The accuracy of DNA testing is extremely high. It cannot be affected by drug use, illness or disease. However, blood samples should not be collected from a person who has had a blood transfusion within 90 days of sample collection, or from a person who has had a stem cell or bone marrow transplant.

Because the blood has been "contaminated" with different DNA, a buccal swab sample should be used instead. DNA testing can exclude an alleged father 100% or determine to a 99.996+% probability that the man is question is in fact the biological father.

Even when a child's DNA and the alleged father's DNA is an exact match, there will always be a theoretical possibility that someone else fathered the child. But in order for that to be the case, someone else with similar genetic markers had to have a sexual relationship with the mother.

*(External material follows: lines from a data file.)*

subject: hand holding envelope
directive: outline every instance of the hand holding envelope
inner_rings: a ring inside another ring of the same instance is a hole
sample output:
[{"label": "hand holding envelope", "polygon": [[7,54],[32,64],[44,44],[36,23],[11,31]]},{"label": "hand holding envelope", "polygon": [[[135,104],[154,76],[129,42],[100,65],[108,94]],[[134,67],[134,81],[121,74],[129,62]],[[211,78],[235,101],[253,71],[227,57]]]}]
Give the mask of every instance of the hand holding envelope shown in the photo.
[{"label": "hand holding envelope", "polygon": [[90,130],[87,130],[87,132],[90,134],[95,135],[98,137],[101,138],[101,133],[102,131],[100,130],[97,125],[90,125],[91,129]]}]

While this is a rarity, it can happen. The alleged father having an identical twin would make the test unreliable if the mother had a sexual relationship with both men. Twins have the same DNA and therefore, if they are alleged to be the father of a child, the results can only determine that neither twin is the father of the child in question or that one of the twins could be the father but it would not be possible through DNA testing to determine which twin is the father. In this case more extensive testing must be done.

Once the lab determines a probability of paternity to such a high degree, the likelihood that someone other than the alleged father is indeed the biological father is so small that most courts tend to disregard that possibility, and in the absence of evidence to the contrary, consider the test reliable proof of paternity.

No test yet available will give a 100% determination of parentage. In some states a 97% result is sufficient to establish paternity. Many labs will however grant a retest if the outcome is less than 99%. The person asking for the retest is responsible for all costs involved.